‘People are desperate for live music’: The CEO of Fender on playing guitar and bagging his dream job
Former heavy metal axeman Andy Mooney made waves at Disney before jumping into the hot seat at Fender. He talks to Andy Martin about learning to play online, Snow White and making room for all his Telecasters
Andy Mooney started playing classical guitar when he was 10 or 11. At high school in Scotland his dream was to be a rock star. Now, after fifty years of playing the guitar, he’s the CEO of Fender, who produce the legendary Stratocaster and Telecaster.
He was born in Whitburn, a small town between Glasgow and Edinburgh, and his father was a miner who played the piano. “Being a rebel, I picked up the guitar,” says Mooney. While still at school he started teaching guitar. “I would get teenage girls turning up with a 12-string steel guitar. I couldn’t even tune it let alone play it.” Now he recommends to raw beginners that they should start with the ukelele, progress from there to the six-string acoustic guitar, and only then have a shot at the steel-string electric guitar.

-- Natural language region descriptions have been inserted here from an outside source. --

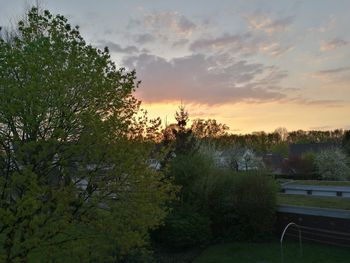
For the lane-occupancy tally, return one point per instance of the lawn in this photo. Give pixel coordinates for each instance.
(271, 253)
(314, 201)
(321, 183)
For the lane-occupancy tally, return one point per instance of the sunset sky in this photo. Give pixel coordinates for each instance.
(254, 65)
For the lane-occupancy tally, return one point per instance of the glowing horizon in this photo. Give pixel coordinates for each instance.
(253, 65)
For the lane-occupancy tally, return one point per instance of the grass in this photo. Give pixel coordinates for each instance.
(314, 201)
(270, 253)
(321, 183)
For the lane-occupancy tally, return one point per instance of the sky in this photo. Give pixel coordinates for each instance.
(254, 65)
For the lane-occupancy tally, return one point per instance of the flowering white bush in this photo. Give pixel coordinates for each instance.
(332, 165)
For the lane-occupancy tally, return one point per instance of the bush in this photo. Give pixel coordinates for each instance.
(183, 229)
(332, 165)
(242, 206)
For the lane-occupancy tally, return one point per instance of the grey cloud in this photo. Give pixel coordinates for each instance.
(173, 21)
(334, 70)
(180, 42)
(243, 44)
(144, 38)
(203, 80)
(113, 47)
(266, 24)
(333, 44)
(237, 42)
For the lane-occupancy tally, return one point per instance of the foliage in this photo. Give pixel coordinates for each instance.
(242, 206)
(72, 153)
(332, 165)
(244, 252)
(346, 142)
(301, 167)
(208, 128)
(281, 149)
(184, 228)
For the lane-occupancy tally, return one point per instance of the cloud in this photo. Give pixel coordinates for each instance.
(244, 44)
(333, 44)
(266, 24)
(144, 38)
(180, 42)
(177, 23)
(226, 42)
(333, 74)
(275, 49)
(317, 102)
(204, 80)
(113, 47)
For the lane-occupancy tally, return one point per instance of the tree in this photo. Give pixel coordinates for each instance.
(73, 155)
(332, 165)
(208, 128)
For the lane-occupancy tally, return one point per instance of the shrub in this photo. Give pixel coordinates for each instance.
(332, 165)
(242, 206)
(184, 228)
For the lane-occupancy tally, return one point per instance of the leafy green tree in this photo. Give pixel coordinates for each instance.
(332, 165)
(208, 128)
(74, 177)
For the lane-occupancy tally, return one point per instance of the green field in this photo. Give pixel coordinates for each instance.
(322, 183)
(314, 201)
(271, 253)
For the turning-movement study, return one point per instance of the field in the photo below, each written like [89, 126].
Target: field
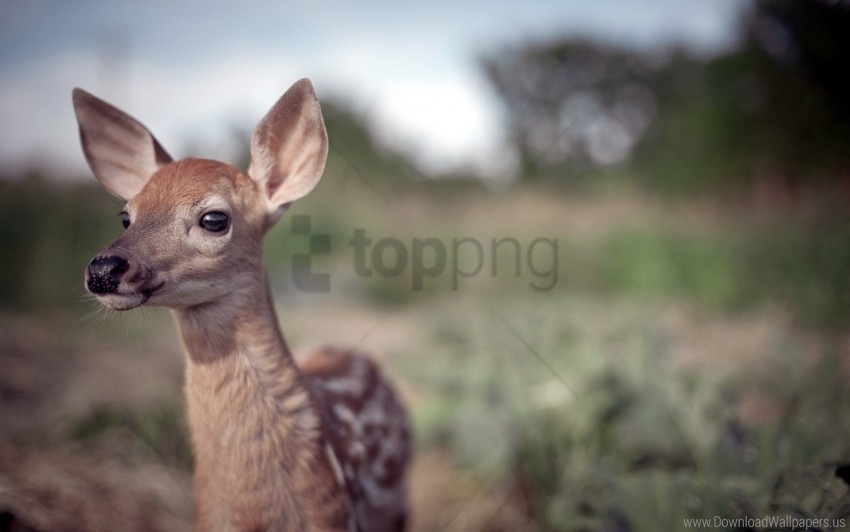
[618, 362]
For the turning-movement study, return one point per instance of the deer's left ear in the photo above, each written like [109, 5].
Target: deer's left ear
[121, 152]
[289, 148]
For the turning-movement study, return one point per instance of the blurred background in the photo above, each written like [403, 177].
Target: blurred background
[690, 161]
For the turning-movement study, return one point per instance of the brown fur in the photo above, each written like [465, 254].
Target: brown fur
[276, 448]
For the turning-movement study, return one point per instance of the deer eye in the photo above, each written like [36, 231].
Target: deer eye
[215, 222]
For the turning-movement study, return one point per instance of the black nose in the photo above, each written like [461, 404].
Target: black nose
[104, 273]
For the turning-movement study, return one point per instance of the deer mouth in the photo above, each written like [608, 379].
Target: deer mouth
[128, 300]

According to a recent survey commissioned by Fender, as many as 90 per cent of novice guitarists give up the instrument in their first year. Which is why Mooney has made it easier – with Fender Play, the online guitar tutorial system, now in its third year, with a base of 930,000 users, about a fifth of them in the UK. I wish I’d had this when I was learning (and failing) many moons ago. “When I was teaching guitar and somebody didn’t turn up,” says Mooney, “I had no idea what had happened to them. Now we have the data.”